People in Slovakia tend to get into debt rather quickly, especially in the pre-Christmas period. Many of them take out consumer loans just before Christmas in order to provide themselves with everything they need for the holidays. However, they might not be cautious enough when signing contracts for such loans, according to the National Bank of Slovakia (NBS), the country’s central bank.
“Caution is weakened at Christmas, and as we experience good times no one thinks that the good times might be replaced by a rainy day when consumers won’t be able to pay off their loans,” said member of NBS’s banking council and executive director of its market supervision unit Vladimír Dvořáček, as quoted by the TASR newswire.

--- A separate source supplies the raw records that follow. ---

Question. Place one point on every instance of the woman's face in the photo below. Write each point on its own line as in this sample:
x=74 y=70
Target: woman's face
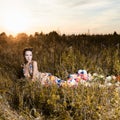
x=28 y=56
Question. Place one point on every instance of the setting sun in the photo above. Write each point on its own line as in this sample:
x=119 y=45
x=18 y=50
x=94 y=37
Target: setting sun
x=15 y=22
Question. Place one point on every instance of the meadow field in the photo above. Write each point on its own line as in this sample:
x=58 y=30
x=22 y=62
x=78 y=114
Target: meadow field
x=61 y=55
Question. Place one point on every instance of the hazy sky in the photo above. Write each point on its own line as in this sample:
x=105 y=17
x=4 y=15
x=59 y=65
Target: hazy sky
x=65 y=16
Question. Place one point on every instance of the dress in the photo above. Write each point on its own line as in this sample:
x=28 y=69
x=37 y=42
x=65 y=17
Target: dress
x=45 y=78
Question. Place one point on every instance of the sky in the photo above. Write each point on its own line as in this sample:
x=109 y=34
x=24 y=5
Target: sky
x=63 y=16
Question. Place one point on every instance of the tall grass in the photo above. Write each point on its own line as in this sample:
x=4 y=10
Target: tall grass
x=59 y=55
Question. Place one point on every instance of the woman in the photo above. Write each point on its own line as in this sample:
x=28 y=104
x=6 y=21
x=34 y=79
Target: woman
x=30 y=70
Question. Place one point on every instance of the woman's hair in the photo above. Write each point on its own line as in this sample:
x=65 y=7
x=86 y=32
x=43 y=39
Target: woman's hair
x=27 y=49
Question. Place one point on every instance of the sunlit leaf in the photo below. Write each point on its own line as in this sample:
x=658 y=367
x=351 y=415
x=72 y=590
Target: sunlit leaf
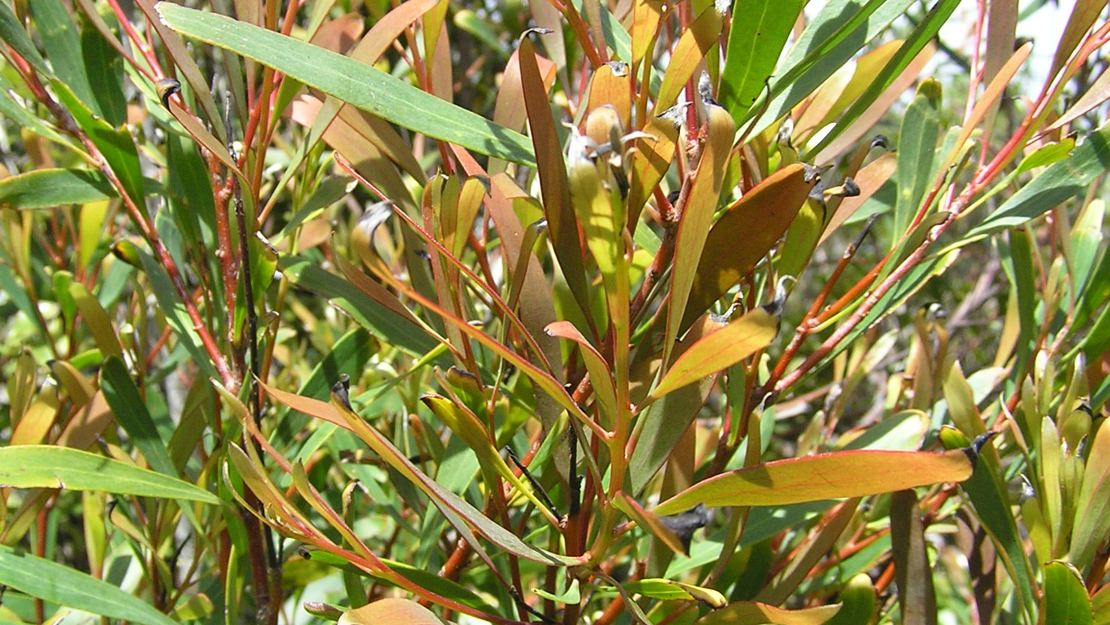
x=1066 y=601
x=1092 y=506
x=744 y=234
x=719 y=350
x=755 y=613
x=46 y=466
x=823 y=476
x=62 y=585
x=351 y=81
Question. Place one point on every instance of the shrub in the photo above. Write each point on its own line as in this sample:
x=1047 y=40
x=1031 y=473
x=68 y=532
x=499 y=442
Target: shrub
x=565 y=312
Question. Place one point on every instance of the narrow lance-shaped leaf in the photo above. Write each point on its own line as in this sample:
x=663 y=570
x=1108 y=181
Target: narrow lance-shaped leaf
x=1066 y=601
x=754 y=49
x=912 y=572
x=823 y=476
x=46 y=466
x=353 y=82
x=902 y=58
x=697 y=208
x=719 y=350
x=132 y=414
x=688 y=53
x=755 y=613
x=553 y=181
x=1092 y=508
x=49 y=188
x=599 y=375
x=62 y=585
x=448 y=502
x=1056 y=184
x=466 y=425
x=745 y=233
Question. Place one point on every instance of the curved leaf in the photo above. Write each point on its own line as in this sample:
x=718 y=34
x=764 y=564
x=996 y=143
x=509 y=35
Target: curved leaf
x=745 y=233
x=59 y=584
x=390 y=611
x=719 y=350
x=823 y=476
x=1092 y=507
x=1066 y=601
x=46 y=466
x=353 y=82
x=754 y=50
x=755 y=613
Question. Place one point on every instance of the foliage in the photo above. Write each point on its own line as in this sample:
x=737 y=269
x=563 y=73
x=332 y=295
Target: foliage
x=604 y=312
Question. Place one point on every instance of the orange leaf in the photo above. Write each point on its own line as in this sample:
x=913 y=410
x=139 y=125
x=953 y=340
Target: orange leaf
x=823 y=476
x=744 y=234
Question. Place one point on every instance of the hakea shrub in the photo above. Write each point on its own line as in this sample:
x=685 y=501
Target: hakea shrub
x=604 y=312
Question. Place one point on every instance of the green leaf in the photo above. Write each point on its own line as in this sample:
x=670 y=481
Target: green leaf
x=103 y=67
x=839 y=30
x=62 y=585
x=755 y=613
x=1058 y=183
x=1092 y=508
x=754 y=49
x=912 y=572
x=62 y=43
x=917 y=155
x=990 y=503
x=1066 y=601
x=1085 y=245
x=131 y=413
x=26 y=119
x=49 y=188
x=857 y=602
x=46 y=466
x=114 y=144
x=895 y=67
x=384 y=322
x=551 y=169
x=823 y=476
x=351 y=81
x=668 y=590
x=12 y=33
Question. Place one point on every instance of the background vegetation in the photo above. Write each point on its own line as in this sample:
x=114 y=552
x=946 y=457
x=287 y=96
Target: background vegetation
x=569 y=311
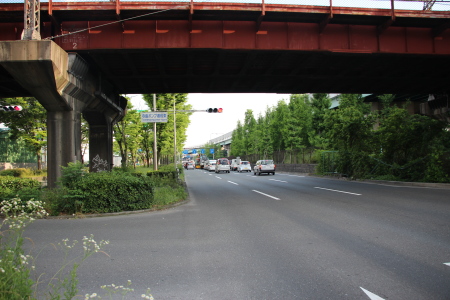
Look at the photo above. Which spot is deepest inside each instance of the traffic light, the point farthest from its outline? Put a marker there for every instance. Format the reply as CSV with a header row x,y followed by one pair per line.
x,y
214,110
11,107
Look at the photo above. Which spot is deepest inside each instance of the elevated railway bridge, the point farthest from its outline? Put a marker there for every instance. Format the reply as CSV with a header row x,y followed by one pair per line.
x,y
79,57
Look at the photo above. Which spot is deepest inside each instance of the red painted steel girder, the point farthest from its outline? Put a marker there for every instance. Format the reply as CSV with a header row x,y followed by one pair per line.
x,y
230,48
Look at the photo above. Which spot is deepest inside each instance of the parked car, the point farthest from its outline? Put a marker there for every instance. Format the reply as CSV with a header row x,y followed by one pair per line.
x,y
244,166
190,165
235,163
210,164
222,165
264,166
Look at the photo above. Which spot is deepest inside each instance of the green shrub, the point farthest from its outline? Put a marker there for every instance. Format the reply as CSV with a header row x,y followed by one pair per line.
x,y
11,186
163,174
109,192
18,172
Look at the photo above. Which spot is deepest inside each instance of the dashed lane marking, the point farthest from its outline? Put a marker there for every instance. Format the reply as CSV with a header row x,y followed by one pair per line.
x,y
337,191
372,296
278,180
267,195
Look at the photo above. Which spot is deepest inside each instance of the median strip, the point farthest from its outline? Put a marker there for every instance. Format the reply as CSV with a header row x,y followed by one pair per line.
x,y
337,191
266,195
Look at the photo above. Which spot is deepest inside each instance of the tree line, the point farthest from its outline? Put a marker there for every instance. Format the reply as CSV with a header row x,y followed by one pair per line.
x,y
133,140
351,139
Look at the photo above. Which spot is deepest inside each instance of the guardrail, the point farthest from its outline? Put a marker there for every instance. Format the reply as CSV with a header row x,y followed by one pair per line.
x,y
437,5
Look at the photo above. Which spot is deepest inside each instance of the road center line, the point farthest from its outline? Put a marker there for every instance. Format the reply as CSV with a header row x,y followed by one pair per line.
x,y
337,191
266,195
278,180
372,296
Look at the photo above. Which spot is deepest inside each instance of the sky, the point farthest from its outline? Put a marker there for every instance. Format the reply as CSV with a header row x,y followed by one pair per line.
x,y
206,126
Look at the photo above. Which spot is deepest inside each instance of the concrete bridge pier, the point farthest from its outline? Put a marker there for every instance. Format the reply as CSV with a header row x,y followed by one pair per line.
x,y
63,142
100,141
66,86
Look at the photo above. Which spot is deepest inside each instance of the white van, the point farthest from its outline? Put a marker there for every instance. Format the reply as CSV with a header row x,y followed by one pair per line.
x,y
222,165
210,164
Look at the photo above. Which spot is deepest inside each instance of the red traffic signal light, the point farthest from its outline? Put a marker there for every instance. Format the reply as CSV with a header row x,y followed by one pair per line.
x,y
214,110
11,107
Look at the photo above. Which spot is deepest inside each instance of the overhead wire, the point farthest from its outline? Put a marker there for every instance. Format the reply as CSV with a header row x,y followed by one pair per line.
x,y
110,23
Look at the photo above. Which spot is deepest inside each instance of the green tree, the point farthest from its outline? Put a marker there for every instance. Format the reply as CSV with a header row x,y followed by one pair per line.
x,y
30,124
300,122
127,135
238,146
251,133
279,125
408,142
165,131
147,142
350,131
320,104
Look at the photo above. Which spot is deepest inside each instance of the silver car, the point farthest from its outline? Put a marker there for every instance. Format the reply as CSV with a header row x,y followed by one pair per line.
x,y
244,166
264,166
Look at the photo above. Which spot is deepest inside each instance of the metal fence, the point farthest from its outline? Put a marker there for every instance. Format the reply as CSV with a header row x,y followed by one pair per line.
x,y
438,5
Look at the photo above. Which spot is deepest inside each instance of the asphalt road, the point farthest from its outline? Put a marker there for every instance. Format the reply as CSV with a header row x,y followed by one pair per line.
x,y
269,237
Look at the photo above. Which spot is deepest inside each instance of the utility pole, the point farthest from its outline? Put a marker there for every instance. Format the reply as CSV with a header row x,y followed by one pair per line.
x,y
155,149
174,136
32,20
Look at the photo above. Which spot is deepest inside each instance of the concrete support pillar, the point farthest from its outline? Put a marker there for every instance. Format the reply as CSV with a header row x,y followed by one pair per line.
x,y
64,136
100,142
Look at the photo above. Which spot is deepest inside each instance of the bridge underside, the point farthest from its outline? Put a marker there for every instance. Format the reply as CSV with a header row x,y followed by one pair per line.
x,y
245,48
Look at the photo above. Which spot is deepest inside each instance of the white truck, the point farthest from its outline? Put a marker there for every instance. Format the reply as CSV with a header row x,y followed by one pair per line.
x,y
235,163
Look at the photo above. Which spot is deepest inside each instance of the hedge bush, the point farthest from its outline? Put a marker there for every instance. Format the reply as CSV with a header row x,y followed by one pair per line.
x,y
109,192
18,172
11,186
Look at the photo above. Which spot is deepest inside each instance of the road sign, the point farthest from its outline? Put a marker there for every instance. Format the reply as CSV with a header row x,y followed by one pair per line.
x,y
154,117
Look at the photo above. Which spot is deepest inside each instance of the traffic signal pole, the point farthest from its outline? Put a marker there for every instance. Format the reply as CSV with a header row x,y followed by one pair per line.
x,y
155,149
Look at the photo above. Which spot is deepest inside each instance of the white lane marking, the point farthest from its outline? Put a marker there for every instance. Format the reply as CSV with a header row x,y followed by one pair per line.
x,y
337,191
266,195
372,296
278,180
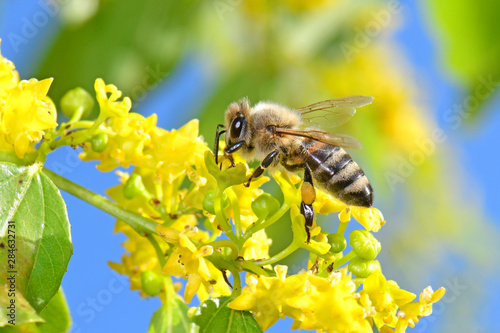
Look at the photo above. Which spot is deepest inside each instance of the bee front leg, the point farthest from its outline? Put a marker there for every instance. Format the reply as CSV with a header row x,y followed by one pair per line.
x,y
271,158
217,138
308,196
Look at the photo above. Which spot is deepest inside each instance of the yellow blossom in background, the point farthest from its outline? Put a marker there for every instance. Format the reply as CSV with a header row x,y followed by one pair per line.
x,y
128,137
330,305
385,296
110,104
327,304
266,297
257,247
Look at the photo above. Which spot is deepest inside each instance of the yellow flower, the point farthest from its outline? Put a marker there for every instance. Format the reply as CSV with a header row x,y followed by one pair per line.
x,y
410,313
369,217
26,113
186,260
385,296
111,107
128,137
330,305
174,151
140,256
257,246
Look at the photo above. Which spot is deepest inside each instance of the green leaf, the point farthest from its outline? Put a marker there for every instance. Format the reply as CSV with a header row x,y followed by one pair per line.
x,y
468,32
215,318
171,317
41,229
56,315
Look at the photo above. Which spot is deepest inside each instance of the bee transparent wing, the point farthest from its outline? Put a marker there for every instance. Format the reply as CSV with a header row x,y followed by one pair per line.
x,y
335,139
333,112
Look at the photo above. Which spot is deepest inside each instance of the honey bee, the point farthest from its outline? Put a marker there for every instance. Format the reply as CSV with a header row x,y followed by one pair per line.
x,y
300,139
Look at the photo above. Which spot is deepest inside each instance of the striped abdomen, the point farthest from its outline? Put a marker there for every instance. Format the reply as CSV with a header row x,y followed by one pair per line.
x,y
334,170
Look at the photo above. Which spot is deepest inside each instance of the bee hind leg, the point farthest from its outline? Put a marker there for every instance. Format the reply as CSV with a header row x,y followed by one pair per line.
x,y
308,196
270,159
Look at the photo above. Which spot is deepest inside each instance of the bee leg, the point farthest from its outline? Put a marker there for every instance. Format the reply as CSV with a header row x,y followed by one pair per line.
x,y
217,138
271,158
308,196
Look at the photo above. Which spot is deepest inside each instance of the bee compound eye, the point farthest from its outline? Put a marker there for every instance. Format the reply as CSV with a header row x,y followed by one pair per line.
x,y
237,127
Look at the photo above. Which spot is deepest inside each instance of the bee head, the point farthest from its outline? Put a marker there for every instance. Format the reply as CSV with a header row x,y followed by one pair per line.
x,y
236,121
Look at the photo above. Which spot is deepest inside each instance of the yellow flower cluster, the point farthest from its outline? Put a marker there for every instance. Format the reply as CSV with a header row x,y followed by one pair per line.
x,y
25,110
331,304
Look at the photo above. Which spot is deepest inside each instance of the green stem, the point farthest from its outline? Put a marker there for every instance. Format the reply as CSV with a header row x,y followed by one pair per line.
x,y
236,209
283,254
158,250
342,261
221,217
142,225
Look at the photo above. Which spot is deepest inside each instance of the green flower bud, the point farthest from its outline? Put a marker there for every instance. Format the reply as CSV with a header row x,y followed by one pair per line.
x,y
151,282
134,186
99,142
208,202
74,99
362,268
364,244
265,205
338,243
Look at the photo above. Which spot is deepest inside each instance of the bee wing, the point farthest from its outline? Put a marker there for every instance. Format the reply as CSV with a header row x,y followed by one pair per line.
x,y
333,112
335,139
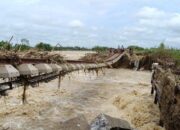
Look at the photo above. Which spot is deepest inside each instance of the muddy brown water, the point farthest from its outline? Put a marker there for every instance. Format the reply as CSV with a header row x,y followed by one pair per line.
x,y
119,93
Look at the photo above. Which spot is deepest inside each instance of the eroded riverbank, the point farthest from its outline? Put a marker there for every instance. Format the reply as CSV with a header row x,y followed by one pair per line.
x,y
120,93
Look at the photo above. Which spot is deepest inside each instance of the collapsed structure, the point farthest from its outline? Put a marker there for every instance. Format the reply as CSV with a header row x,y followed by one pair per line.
x,y
30,70
166,85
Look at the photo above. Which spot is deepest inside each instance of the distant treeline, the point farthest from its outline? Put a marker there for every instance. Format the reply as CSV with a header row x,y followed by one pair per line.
x,y
24,45
159,51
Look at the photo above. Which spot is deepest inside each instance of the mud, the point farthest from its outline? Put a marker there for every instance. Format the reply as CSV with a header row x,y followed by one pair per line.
x,y
120,93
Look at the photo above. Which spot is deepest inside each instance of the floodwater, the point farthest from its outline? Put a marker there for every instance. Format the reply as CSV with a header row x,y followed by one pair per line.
x,y
120,93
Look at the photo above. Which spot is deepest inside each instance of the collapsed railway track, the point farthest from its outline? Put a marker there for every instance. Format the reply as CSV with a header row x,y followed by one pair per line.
x,y
30,72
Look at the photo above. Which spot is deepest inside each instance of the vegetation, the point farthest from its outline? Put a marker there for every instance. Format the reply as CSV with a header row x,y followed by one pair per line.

The volume of consumer loans has been steadily increasing over the past few years, Dvořáček added. While in 2008, unpaid loans amounted to some €2 billion, today the figure stands at €6 billion.
At the same time, bank consumer loans recorded a growth of 14.1-percent – the second fastest growth rate in the EU, according to data recorded in September of this year.
The level of household debt in Slovakia is increasing. NBS warned that Slovak households lack financial assets when compared with their counterparts in other eurozone countries.
“If a rainy day comes, Slovak households are much more vulnerable than households with higher financial assets,” said Dvořáček, as quoted by TASR.
In this respect, the central bank is planning to present draft measures in the field of consumer loans, as was the case with housing loans.